Le pont de Bordeaux est la coquetterie de la ville. Il y a toujours sur le pont quatre hommes occupés à rejointoyer le pavé et à fourbir le trottoir. En revanche, les églises sont fort tristement délabrées.

Pourtant n’est-il pas vrai que tout dans une église mérite religion, jusqu’aux pierres ? C’est ce qu’oublient volontiers les prêtres, qui sont les premiers démolisseurs.

Les deux principales églises de Bordeaux, Saint-André et Saint-Michel, ont au lieu de clochers des campaniles isolés de l’édifice principal comme à Venise et à Pise.

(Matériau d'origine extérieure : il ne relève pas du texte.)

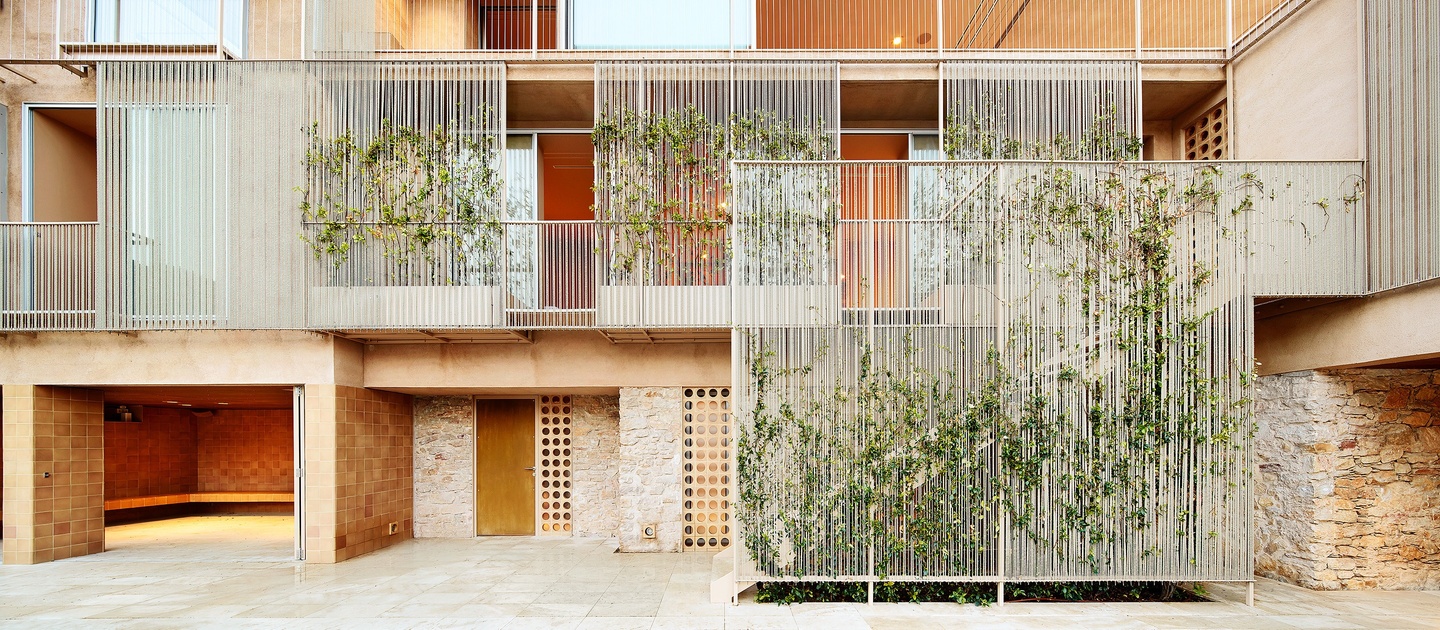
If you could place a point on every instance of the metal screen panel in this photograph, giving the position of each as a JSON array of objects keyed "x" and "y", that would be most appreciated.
[
  {"x": 416, "y": 144},
  {"x": 666, "y": 134},
  {"x": 1040, "y": 110},
  {"x": 1403, "y": 104},
  {"x": 1028, "y": 371},
  {"x": 429, "y": 29},
  {"x": 205, "y": 184},
  {"x": 199, "y": 209}
]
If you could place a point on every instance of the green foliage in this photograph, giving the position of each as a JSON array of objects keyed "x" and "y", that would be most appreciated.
[
  {"x": 1099, "y": 393},
  {"x": 974, "y": 593},
  {"x": 414, "y": 192},
  {"x": 977, "y": 135},
  {"x": 663, "y": 183}
]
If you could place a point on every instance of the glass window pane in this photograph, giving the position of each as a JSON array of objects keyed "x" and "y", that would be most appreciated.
[
  {"x": 667, "y": 25},
  {"x": 169, "y": 22}
]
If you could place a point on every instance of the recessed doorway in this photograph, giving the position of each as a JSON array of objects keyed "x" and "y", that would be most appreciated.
[
  {"x": 506, "y": 468},
  {"x": 202, "y": 472}
]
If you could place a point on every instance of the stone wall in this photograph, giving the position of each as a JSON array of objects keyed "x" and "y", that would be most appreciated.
[
  {"x": 650, "y": 465},
  {"x": 444, "y": 466},
  {"x": 1348, "y": 484},
  {"x": 595, "y": 465}
]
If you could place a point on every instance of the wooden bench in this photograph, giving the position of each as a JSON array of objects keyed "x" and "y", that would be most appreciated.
[{"x": 200, "y": 498}]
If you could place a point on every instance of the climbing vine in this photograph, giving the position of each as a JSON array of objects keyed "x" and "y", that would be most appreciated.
[
  {"x": 663, "y": 187},
  {"x": 1105, "y": 404},
  {"x": 428, "y": 197}
]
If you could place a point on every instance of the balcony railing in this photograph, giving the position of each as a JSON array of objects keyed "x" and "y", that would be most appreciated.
[
  {"x": 49, "y": 275},
  {"x": 108, "y": 29},
  {"x": 550, "y": 274},
  {"x": 812, "y": 245},
  {"x": 136, "y": 28},
  {"x": 1151, "y": 28}
]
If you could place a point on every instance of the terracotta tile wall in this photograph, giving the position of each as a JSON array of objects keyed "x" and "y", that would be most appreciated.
[
  {"x": 154, "y": 456},
  {"x": 359, "y": 476},
  {"x": 245, "y": 450},
  {"x": 56, "y": 430}
]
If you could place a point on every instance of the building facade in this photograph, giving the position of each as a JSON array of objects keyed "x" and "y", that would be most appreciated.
[{"x": 962, "y": 289}]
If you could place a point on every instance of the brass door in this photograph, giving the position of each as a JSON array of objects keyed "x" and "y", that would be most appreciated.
[{"x": 504, "y": 468}]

Le campanile de Saint-André, qui est la cathédrale, est une assez belle tour dont la forme rappelle la tour de Beurre de Rouen et qu’on nomme le Peyberland, du nom de l’archevêque Pierre Berland, lequel vivait en 1430. La cathédrale a en outre les deux flèches hardies et percées à jour dont je vous ai déjà parlé. L’église, commencée au onzième siècle, comme l’attestent les piliers romans de la nef, a été laissée là pendant trois siècles, pour être reprise sous Charles VII et terminée sous Charles VIII. La ravissante époque de Louis XII y a mis la dernière main et a construit, à l’extrémité opposée à l’abside, un porche exquis qui supporte les orgues. Les deux grands bas-reliefs appliqués à la muraille sous ce porche sont deux tableaux de pierre du plus beau style, et on pourrait presque dire, tant le modelé en est puissant, de la plus magnifique couleur. Dans le tableau de gauche l’aigle et le lion adorent le Christ avec un regard profond et intelligent, comme il convient que les génies adorent Dieu.

Le portail, quoique simplement latéral, est d’une grande beauté ; mais j’ai hâte de vous parler d’un vieux cloître en ruine qui accoste la cathédrale au midi et où je suis entré par hasard.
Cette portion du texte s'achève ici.